Da oggi 15 novembre e per i prossimi due giorni si terrà il Global Evidence-to-Policy (E2P) Summit,  organizzato dall’OMS per condividere le lezioni apprese nella creazione di procedure in questi anni di emergenza COVID-19. 

Eppure, il caso Zambon rende quasi paradossale l’intento del Summit. Francesco Zambon - lo ricordiamo - è l’ormai ex ricercatore dell’organizzazione il cui rapporto sulla risposta del Governo italiano nei primi mesi della pandemia venne ritirato poche ore dopo la sua pubblicazione, ormai 18 mesi fa. Il rapporto aveva come obiettivo proprio quello di fornire un caso studio sui comportamenti raccomandabili agli Stati, alla luce dell’esperienza del primo paese europeo colpito dal virus. 

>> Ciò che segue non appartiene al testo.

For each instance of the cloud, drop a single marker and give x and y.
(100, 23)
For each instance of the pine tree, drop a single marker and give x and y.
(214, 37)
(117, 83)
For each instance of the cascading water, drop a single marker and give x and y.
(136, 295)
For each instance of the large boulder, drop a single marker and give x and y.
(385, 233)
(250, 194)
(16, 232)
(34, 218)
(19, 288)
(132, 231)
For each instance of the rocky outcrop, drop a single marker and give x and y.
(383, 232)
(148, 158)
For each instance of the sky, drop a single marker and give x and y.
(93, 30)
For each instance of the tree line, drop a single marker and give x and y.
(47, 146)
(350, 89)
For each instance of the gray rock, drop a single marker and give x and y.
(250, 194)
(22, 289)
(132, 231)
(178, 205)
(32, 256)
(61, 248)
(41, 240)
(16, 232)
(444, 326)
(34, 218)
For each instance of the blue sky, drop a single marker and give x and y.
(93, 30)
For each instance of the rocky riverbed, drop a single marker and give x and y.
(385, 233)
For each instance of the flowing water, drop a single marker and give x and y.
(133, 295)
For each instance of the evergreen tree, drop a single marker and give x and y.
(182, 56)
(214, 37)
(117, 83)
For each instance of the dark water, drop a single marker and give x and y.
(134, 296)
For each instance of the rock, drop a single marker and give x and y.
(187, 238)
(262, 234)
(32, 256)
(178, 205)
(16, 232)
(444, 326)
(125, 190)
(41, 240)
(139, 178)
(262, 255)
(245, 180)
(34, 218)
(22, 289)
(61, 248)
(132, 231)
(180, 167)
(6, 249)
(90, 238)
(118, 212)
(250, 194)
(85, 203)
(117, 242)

Zambon, seguendo le procedure interne dell’organizzazione, segnalò i possibili conflitti di interesse collegati alla scelta di ritirare il rapporto e le pressioni ricevute per modificarlo. Come ha documentato ampiamente la trasmissione Report nell’ultimo anno, gli interessi dietro il ritiro appaiono essere più di tipo personale e politico e poco avevano a che fare con la scientificità della ricerca. 

Il caso Zambon lascia aperte diverse criticità 

Su questa vicenda i problemi restano principalmente due: la gestione delle segnalazioni interne da parte dell’OMS e l’indipendenza nei procedimenti. 

Per quanto riguarda la gestione delle segnalazioni, è opportuno ricordare come Zambon abbia sollecitato ripetutamente l’ufficio etico dell’OMS a valutare le pressioni ricevute e le motivazioni dietro il ritiro del report, ma le sue richieste non sono state prese in considerazione se non dopo mesi, quando la posizione lavorativa del segnalante era già compromessa e le condotte segnalate avevano ormai prodotto conseguenze irrecuperabili. 

I danni per l’OMS e, soprattutto, per la collettività dovuti all’inazione dell’organizzazione potrebbero essere incalcolabili. Grave è anche il comportamento tenuto nei confronti del proprio dipendente. Zambon infatti, in base a quanto dichiarato, è stato prima ignorato, poi discriminato e ha subito ritorsioni. Questi comportamenti lo hanno portato alle dimissioni. Peculiare è anche la tutela giuslavoristica per i dipendenti delle organizzazioni delle Nazioni Unite: queste organizzazioni sovranazionali non rientrano infatti in un foro giuridico nazionale ma hanno processi di valutazione delle diatribe attraverso procedimenti interni. Una prima review viene effettuata dall’Ufficio Risorse Umane e un successivo appello passa attraverso il Global Board of Appeal, mentre solo l’eventuale terzo grado di giudizio avviene presso la corte indipendente del Tribunale Internazionale del Lavoro. Francesco Zambon ha richiesto all’OMS la revisione del suo caso e attualmente si trova in fase di appello.  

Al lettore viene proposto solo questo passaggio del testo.